同じ日に3ヵ所の展覧会を見て回った先日のことを、図録を眺めながら展示品をひとつずつ思い出し、自分なりに縄文について印象をまとめてみました。東京上野の国立博物館で開催されている「縄文」展は、副題に「1万年の美の鼓動」とあるように、縄文時代は旧石器時代が終わってから1万年以上続いた日本特有の時代を、土器を中心に展示した大がかりな展覧会です。日本列島は温暖で湿潤な気候になり、また島国であったことから他国の侵略もなく、安定した平和な時代の中で人々は土を焼いて土器や祭器を制作してきました。その土器に施された縄目文様を指して「縄文」と称しているのです。図録によると「縄文土器の文様は、土器の表面に爪や指頭、縄(撚糸)や貝に加え、木や竹で作られた棒や箆などの道具を使って描かれたり、粘土を貼り付けたりして表現されたものである。~略~縄文が土器の装飾として使われたのは縄文時代草創期後半からで、~略~器面全体を多種多様な縄文で埋めつくすように飾る特徴がある。~略~一方、中期になると、新潟県十日町野首遺跡出土の火焔型土器や王冠型土器に象徴されるような、立体的で力強い装飾をもつ土器が多くなる。~略~後期・晩期には立体的な装飾は影をひそめ、沈線によって構図を描く文様が重用される。」(品川欣也著)とありました。
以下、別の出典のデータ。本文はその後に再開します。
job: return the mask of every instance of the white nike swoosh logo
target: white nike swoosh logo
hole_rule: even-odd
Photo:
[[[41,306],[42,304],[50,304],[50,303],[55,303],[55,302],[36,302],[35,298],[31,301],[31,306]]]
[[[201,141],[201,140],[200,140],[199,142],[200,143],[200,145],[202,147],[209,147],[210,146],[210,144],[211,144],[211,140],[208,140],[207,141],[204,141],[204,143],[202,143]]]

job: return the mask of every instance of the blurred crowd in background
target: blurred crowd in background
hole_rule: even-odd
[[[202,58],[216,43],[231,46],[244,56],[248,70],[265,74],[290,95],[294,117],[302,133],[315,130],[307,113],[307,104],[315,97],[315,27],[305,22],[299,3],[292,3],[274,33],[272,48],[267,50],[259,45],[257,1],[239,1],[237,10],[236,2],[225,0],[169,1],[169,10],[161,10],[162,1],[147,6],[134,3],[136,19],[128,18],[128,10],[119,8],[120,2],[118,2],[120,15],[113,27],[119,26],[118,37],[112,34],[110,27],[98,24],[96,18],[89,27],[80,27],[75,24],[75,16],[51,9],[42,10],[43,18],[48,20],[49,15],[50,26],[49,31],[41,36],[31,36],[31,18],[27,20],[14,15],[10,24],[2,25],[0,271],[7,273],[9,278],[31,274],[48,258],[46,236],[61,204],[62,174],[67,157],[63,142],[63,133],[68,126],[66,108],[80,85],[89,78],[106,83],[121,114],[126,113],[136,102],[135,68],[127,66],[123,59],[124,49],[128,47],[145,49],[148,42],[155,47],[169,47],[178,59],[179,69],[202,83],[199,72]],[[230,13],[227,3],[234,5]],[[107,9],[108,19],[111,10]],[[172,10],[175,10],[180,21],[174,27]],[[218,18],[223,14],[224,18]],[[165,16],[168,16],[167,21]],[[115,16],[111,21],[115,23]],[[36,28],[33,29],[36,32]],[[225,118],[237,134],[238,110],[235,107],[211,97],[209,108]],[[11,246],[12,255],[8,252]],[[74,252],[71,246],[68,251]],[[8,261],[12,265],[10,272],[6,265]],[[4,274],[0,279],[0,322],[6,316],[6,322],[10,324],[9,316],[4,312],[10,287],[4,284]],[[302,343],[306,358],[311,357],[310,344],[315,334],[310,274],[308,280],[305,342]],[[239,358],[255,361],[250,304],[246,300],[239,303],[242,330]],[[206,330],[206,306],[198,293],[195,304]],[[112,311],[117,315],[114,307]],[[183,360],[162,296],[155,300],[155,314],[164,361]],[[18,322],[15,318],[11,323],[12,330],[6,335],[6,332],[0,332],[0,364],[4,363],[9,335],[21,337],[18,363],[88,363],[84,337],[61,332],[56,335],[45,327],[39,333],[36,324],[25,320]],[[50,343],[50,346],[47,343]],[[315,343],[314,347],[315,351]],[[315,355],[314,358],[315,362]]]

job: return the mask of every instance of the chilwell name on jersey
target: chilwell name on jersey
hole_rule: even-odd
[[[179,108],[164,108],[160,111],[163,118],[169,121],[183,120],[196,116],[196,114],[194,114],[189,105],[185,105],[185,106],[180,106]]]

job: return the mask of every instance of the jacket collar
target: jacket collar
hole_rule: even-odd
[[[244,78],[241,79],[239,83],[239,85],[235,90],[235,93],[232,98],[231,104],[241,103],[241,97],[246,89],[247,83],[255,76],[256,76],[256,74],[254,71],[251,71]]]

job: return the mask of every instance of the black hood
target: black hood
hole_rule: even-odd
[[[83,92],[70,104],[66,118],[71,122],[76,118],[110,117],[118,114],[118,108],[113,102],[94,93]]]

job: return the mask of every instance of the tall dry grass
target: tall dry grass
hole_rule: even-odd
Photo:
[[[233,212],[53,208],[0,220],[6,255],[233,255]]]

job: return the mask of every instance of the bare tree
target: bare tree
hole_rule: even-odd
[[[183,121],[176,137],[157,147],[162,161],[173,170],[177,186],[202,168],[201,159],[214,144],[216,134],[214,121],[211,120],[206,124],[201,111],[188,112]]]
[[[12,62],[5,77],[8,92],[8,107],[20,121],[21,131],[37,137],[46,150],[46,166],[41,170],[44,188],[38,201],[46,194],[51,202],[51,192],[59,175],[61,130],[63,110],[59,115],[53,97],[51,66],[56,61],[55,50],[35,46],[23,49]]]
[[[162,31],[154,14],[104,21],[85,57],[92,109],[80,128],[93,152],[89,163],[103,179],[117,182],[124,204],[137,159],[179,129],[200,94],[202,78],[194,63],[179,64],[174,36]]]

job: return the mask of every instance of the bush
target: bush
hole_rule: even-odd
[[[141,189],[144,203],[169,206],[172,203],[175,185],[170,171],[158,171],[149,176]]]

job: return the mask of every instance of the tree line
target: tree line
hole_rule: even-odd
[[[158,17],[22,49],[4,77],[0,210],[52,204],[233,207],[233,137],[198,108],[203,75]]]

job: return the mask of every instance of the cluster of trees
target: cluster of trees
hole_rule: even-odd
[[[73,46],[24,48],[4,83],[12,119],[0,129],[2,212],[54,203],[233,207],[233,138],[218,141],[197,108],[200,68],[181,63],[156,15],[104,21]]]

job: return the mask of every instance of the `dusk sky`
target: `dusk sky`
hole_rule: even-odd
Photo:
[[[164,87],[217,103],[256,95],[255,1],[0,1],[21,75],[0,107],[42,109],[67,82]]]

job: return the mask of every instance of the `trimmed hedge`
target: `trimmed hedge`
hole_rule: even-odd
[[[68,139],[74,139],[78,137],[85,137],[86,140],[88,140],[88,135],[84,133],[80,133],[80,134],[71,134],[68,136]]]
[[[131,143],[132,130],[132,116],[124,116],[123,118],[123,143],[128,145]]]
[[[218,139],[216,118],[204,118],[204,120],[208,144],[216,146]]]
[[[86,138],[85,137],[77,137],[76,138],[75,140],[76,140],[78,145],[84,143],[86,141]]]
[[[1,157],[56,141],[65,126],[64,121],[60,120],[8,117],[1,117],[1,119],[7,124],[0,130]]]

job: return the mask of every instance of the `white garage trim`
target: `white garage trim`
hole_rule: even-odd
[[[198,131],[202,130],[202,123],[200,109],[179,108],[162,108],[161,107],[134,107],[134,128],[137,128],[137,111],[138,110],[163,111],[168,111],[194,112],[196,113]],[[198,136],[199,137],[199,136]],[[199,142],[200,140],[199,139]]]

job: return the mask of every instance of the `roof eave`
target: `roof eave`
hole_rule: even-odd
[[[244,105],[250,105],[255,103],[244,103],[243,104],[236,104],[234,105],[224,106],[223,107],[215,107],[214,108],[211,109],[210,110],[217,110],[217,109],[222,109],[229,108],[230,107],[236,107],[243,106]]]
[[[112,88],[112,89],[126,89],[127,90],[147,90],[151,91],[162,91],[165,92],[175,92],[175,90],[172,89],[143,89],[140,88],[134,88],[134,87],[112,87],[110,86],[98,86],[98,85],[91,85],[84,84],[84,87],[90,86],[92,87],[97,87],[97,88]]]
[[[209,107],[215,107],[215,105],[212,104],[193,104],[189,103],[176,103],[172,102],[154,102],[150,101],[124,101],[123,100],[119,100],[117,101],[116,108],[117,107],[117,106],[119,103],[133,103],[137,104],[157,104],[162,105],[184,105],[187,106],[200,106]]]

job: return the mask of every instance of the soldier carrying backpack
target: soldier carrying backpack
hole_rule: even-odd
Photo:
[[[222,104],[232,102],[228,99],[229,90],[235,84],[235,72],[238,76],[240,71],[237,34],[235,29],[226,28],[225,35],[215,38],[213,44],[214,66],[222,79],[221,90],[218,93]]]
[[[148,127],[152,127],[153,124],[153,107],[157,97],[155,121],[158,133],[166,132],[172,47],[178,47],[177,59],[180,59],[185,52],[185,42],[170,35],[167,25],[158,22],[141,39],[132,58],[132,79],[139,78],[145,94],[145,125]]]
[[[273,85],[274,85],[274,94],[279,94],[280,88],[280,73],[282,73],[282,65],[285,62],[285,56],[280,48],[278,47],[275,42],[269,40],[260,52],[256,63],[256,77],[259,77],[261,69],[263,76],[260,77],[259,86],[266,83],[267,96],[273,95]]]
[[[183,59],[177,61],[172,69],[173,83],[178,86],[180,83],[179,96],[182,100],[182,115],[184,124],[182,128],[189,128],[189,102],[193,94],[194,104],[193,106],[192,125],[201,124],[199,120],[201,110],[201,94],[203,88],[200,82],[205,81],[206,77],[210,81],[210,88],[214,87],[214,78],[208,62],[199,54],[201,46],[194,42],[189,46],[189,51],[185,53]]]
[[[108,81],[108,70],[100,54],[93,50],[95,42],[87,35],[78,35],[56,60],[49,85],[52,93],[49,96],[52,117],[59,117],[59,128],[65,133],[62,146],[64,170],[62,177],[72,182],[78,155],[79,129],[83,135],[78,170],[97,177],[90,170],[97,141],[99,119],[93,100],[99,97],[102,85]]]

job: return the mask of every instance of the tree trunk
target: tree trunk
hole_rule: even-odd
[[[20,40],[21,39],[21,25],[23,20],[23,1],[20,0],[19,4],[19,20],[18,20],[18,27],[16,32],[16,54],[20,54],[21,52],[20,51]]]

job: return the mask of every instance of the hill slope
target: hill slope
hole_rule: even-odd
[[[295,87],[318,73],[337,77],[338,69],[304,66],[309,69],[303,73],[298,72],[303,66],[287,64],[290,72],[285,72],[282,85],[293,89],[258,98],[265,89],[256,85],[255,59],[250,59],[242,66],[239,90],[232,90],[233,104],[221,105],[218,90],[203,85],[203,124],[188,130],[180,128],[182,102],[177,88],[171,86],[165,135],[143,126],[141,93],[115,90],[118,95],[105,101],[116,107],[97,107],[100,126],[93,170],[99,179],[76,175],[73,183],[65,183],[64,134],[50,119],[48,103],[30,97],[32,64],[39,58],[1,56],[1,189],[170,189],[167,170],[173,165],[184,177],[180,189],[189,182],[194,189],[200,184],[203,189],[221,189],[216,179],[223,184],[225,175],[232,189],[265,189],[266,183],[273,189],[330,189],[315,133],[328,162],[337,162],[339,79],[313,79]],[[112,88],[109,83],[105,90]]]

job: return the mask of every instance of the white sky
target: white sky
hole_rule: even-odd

縄文土器には造形美の変遷があり、よく知られた火焔型土器や王冠型土器は、中期の頃に登場してきた土器であることが分かりました。縄文時代を彩ったもうひとつの表現である土偶にはこんな一文がありました。「縄文時代の祈りの美、祈りの形の代表が土偶である。~略~(遮光器土偶は)顔からはみ出すような大きな目が特徴であるが、デフォルメされた身体表現や全身を覆うように施された磨消縄文手法で描かれた文様もまた魅力の土偶である。」(同氏著)これは人間なのか、異星からきた生物なのかと思わせる幻想的な表現に目を奪われたことが思い出されます。縄文作品の数々を美的な視点で見ると、世界に類を見ない斬新な表現があり、現代アートに通じる象徴性や抽象性を、私は感じ取ることが出来ました。私たち日本人のルーツが縄文ならば、私たちは世界に誇れる美意識を持っていると言っても構わないのではないでしょうか。